I don’t know if I made any sound.

All I could hear close by was the wind rushing past my ears as I flew in the moments before we hit the roof with enough force that the thatch caught us, softened our landings, and then . . . collapsed inward. Suddenly the world all around me went from day-bright sky to peat-smoky darkness as the five of us descended into the middle of my father’s great feast hall.

Where he happened to be conducting a meeting of his war chiefs.

I landed at Virico’s feet in a pile of thatch with a thud that knocked the wind from my lungs and lay there, groaning for a moment in the stunned silence that descended on the hall. That silence was broken a moment later, as Elka yelped and rolled out of the edge of the fire that was crackling in the central hearth. By the time I lifted my head to look around, I saw Ajani was already up on her feet, crouched in a wary stance, folded protectively around her bow and surrounded by a circle of gape-mouthed Cantii warriors, all of them bristling with swords.

“Father!” I gasped, struggling to my feet and fumbling at the chinstrap of my helmet, clawing the thing off my head so he could see my face. “It’s me—Fallon!”

As I lurched to my feet, Kore and Thalassa were stamping the smoldering embers from Elka’s tunic hem and helping her to stand too. I turned and looked up to see my father rising slowly from his seat, his gaze fastened on my face, eyes wide and his expression one of naked disbelief. To him, I was a ghost.

“Father, it’s me—I’ve come home . . .” I said. Then I realized I was speaking Latin. I tried again, in the language of my tribe. “I’m here. Home. Father—”

That was as far as I got before he lunged for me.

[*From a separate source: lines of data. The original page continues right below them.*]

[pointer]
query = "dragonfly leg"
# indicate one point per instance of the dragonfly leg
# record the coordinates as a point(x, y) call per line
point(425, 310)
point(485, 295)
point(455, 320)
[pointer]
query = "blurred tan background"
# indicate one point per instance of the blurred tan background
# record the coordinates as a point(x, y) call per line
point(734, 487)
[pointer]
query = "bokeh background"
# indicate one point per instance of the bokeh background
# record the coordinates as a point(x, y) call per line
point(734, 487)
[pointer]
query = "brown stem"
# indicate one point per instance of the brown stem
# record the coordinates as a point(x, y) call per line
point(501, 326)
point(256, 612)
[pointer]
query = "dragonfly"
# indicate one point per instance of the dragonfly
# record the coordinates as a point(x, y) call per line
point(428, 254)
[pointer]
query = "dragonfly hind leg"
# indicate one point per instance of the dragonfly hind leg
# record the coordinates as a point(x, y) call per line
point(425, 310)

He hauled me in to his chest, and his great long arms wrapped around me so tightly I couldn’t breathe as he lifted me off my feet in a crushing embrace. If I hadn’t been wearing Sorcha’s armor, I think he might have broken a rib or two. I’m fairly certain my friends thought I was being attacked, until the moment he uttered my name, muffled by the embrace and hindered by the emotions that choked his throat closed.

“Fallon . . .” He set me down, finally, on my feet and pushed me to arm’s length, peering into my face. “My girl . . . It’s really you . . .”

I nodded, my own throat squeezed tight, and looked up at him, tears blurring my vision. Virico’s great thick mane of auburn hair had gone iron gray in my absence. There was still a sprinkling of red in his beard, but that too was frosted a dark silver. His face, like Olun’s, was more lined than it had been. The planes of his cheeks and the angle of his forehead more pronounced. But he was still tall and unbowed and strong and my father. I’d feared he would be angry, unforgiving . . . but his eyes were full of love.

And, perhaps understandably, confusion.

“These are my friends,” I said, turning to gesture to my gladiatrix sisters. “Elka and Ajani, Kore and Thalassa . . .” The girls each nodded politely in turn. “I know I should have asked you first before inviting them in . . .”

Virico glanced upward to the holes our arrival had torn in his roof.

“Or perhaps used the door,” he said.

Then he turned to his chiefs and gestured for them to lower their weapons.

“How?” he asked, first, gesturing to the roof. My father had a pragmatic mind, and all of the other questions he had could wait their logical turn. First things first. How had his daughter and her companions come to be flying over—and crashing into—his house?

“There were catapults,” I said. “Siege engines in a field near the vale . . .”

He nodded. I could see that he knew of the catapults, and I suspected Quint and Cai had been right about Catuvellauni raids prompting higher walls.

“We loaded them with, um, well . . . with ourselves instead of stones. It’s . . . a thing we’ve been practicing . . . sort of.” I looked back and forth between the other girls. “It’s . . . Oh, Da . . . it’s such a long story. All of it.”

Virico smiled and turned to a woman standing off to one side. She was staring at me with a wide, incredulous grin on her face and tears in her eyes.

“Clota,” he said, “would you be so kind as to fetch five mugs? These girls look thirsty. And I think they have a tale to tell us.” Then he turned back to me, and I saw his gaze focus on the armor I wore. Sorcha’s armor. He reached out a hand as if he would touch it to make certain it was real. But stopped himself mid-gesture. “And I, for one, would open my ears to hear it.”